Plant Murderer Looking for Justification – Thursday February 18th

 

We're Both Doomed!

We're Both Doomed!

 

 

Dear Poor Lucky Me,

 

My girlfriend and I live together. She is really into plants, which bothers me. I feel like, why don’t we just get a dog, or a kid for that matter, if we’re going to be tending to something all the time. It’s constant! Water it, make sure it has sun light. Etc.

 

So I’ve started pouring salt water into the plants, just to kill them slowly and get her less attached to living things that need care. I mean I need home cooked meals for god’s sake! She doesn’t have time to have a green thumb.

 

Fondly,
Don’t Get Me Wrong, I DO NOT Want Kids. Or Pets.

 

Dear Don’t Get Me Wrong,
You’ve made a compelling case to hate plants and pets and children, but I’m afraid that’s not the real issue here. I”m worried that if you need so much attention from a spouse that you’ll resort to plant-murder, it may be time to speak with a professional.
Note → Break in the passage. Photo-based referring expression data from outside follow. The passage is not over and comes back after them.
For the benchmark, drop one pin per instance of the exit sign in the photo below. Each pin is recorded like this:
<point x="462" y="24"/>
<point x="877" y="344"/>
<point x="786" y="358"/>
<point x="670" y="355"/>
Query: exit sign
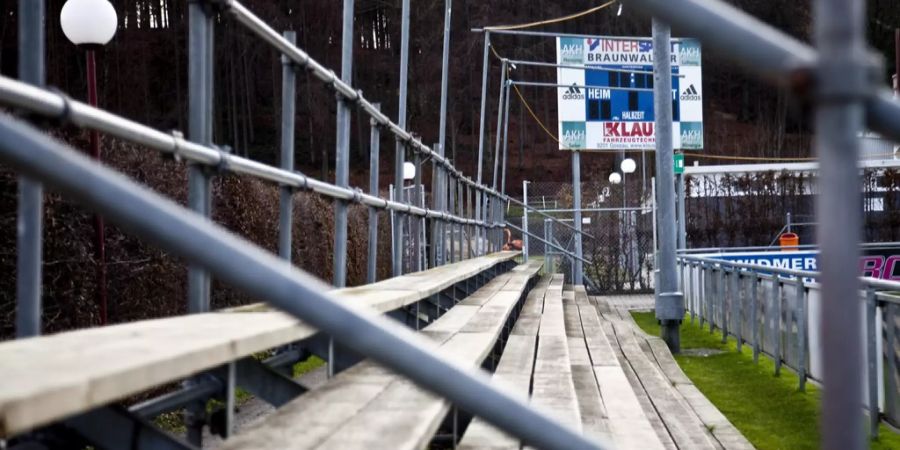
<point x="679" y="163"/>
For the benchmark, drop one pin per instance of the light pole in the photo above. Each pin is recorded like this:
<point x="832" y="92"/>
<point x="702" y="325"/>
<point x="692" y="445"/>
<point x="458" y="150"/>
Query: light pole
<point x="91" y="24"/>
<point x="628" y="166"/>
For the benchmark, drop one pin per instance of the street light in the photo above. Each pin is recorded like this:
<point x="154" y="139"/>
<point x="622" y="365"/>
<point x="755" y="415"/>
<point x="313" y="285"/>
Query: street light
<point x="628" y="166"/>
<point x="615" y="178"/>
<point x="91" y="24"/>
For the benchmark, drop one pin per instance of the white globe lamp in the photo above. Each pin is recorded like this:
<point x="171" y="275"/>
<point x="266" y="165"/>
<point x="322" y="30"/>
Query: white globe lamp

Or, at the very least, consider moving back in with your mother.

 

It’s very difficult to pull off being some one’s singular focus. One minute you’re enjoying home cooked meals, the next moment your spouse (who has no other distractions) realizes that your a selfish boor who just might actually be mentally ill.

 

If you can’t allow your significant other to have other interests, things are going to get ugly real quick.